# RO Water in the downtown area?



## BettaBeats (Jan 14, 2010)

I am looking to switch my 10 gal over to salt this winter (and possibly in time for the GTAA contest). I can't afford an RO unit at the beginning so I'm wondering if there is a place to buy RO water?

Do any aquarium stores sell it? You know how some grocery stores have water refills and you just bring your own bucket, pay the price, and leave? 

Either that or any GTAA members who make big batches of RO water I could purchase from consistently?

Thanks!


----------



## explor3r (Mar 14, 2010)

I know big als sell RO water but i dont think there is a location downtown..


----------



## 50seven (Feb 14, 2010)

Maybe find a GTAA member who lives nearby and will give you water for dirt cheap or in trade for frags or other stuff. I know there are some members that already do that  I'd offer, but I'm out near Stouffville.


----------



## Canith (Nov 19, 2006)

Dont buy RO water from any store if you dont have a TDS meter to test it, because not every store change their RO membrane time to time. There's always a chance that those water has higher TDS than the water in your home.


----------



## Big Ray (Dec 8, 2009)

Canith said:


> Dont buy RO water from any store if you dont have a TDS meter to test it, because not every store change their RO membrane time to time. There's always a chance that those water has higher TDS than the water in your home.


+1

although it wont be higher than tap water, most of the times is not Zero !
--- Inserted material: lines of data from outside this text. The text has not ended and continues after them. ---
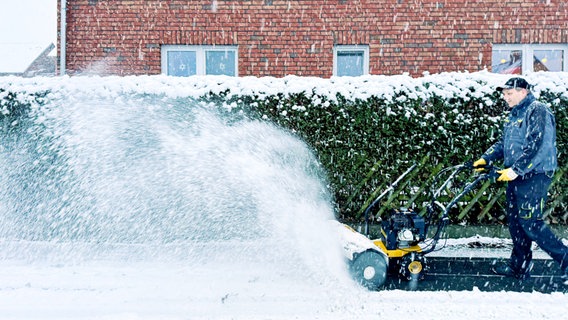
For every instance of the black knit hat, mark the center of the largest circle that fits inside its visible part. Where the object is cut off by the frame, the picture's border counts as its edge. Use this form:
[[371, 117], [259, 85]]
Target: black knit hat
[[515, 83]]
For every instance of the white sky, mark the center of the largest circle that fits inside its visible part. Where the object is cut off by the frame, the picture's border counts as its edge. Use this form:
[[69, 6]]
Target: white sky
[[27, 27]]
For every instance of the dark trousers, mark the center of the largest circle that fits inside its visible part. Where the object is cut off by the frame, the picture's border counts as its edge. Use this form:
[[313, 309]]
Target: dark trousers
[[526, 198]]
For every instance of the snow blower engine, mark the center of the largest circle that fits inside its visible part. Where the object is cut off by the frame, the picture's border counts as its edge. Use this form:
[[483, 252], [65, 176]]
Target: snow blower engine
[[403, 229]]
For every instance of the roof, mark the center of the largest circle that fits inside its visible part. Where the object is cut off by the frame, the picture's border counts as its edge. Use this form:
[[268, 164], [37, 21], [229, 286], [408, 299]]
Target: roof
[[17, 58]]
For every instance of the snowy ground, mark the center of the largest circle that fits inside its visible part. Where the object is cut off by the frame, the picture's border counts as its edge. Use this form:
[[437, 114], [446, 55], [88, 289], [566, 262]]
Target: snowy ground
[[70, 281]]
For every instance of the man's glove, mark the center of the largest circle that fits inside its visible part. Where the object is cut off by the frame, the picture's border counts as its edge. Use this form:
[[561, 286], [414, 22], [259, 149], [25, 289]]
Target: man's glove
[[507, 175], [478, 165]]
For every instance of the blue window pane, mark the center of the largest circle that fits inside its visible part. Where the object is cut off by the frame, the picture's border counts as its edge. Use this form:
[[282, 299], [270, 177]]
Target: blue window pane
[[350, 63], [220, 63], [507, 61], [548, 60], [182, 63]]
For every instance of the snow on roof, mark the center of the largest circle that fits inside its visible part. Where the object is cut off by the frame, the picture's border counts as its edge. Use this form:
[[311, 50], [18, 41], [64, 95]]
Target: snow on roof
[[15, 58]]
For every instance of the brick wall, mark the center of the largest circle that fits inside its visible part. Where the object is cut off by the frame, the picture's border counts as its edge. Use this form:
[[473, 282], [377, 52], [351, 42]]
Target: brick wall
[[281, 37]]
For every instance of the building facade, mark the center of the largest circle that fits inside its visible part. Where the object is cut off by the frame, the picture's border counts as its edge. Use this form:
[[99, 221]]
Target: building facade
[[320, 38]]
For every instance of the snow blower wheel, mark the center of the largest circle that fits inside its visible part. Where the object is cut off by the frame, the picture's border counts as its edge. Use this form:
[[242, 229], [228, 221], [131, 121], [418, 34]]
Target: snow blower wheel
[[369, 268]]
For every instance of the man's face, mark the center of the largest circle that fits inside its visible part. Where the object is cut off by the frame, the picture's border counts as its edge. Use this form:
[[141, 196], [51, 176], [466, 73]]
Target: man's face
[[514, 96]]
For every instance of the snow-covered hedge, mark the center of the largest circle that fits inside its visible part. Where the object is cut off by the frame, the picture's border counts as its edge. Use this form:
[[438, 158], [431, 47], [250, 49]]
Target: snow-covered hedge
[[365, 130]]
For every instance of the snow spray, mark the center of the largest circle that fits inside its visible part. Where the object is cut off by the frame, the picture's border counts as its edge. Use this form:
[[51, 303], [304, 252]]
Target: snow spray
[[163, 178]]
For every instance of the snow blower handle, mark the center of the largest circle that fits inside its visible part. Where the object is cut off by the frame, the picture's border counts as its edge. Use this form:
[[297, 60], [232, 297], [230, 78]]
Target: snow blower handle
[[387, 191], [488, 171]]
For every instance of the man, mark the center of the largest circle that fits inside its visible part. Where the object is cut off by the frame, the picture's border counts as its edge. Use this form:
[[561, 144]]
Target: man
[[528, 150]]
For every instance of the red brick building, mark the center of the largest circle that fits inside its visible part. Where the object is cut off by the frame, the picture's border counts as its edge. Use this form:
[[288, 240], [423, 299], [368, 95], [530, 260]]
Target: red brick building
[[318, 38]]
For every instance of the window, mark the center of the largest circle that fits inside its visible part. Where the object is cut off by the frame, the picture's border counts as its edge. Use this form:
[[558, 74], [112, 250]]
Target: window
[[350, 60], [184, 61], [523, 58]]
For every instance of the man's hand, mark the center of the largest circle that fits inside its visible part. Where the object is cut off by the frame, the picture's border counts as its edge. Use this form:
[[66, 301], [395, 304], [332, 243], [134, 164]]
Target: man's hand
[[478, 165], [507, 175]]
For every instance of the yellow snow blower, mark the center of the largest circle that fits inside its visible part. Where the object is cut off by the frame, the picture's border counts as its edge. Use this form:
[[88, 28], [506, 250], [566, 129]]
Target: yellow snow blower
[[406, 236]]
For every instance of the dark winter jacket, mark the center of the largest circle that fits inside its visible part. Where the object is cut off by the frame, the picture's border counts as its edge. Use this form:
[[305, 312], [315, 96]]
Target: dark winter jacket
[[528, 142]]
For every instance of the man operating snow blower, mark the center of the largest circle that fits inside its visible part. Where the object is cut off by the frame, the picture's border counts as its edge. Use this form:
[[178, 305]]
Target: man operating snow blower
[[528, 150]]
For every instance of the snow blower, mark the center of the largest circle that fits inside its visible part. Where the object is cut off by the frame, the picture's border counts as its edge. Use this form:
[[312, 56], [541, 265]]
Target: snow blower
[[404, 236]]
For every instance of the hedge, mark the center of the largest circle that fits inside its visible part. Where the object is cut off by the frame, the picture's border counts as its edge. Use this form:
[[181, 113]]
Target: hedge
[[365, 131]]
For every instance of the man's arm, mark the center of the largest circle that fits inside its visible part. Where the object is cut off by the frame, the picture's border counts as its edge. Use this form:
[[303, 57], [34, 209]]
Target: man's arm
[[536, 122]]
you can goto metros (old dominion) and get water from there, they all have a datasheet at the back so look for the one that has the least of everything. I cant recall its name.


----------



## BettaBeats (Jan 14, 2010)

Big Ray said:


> +1
> 
> although it wont be higher than tap water, most of the times is not Zero !
> 
> you can goto metros (old dominion) and get water from there, they all have a datasheet at the back so look for the one that has the least of everything. I cant recall its name.


is this the water machines that you can refill jugs with? or would i be buying 4L jugs of water?


----------



## wtac (Mar 17, 2006)

I know Menagerie has an RO system...give them a call if they provide that service.


----------



## Big Ray (Dec 8, 2009)

BettaBeats said:


> is this the water machines that you can refill jugs with? or would i be buying 4L jugs of water?


no not the machine, its in a jug, I will see if I have any empty jugs tonight to post what is called.


----------



## BettaBeats (Jan 14, 2010)

I know what you mean, I have seen it before "distilled water 4L"

good to know.


----------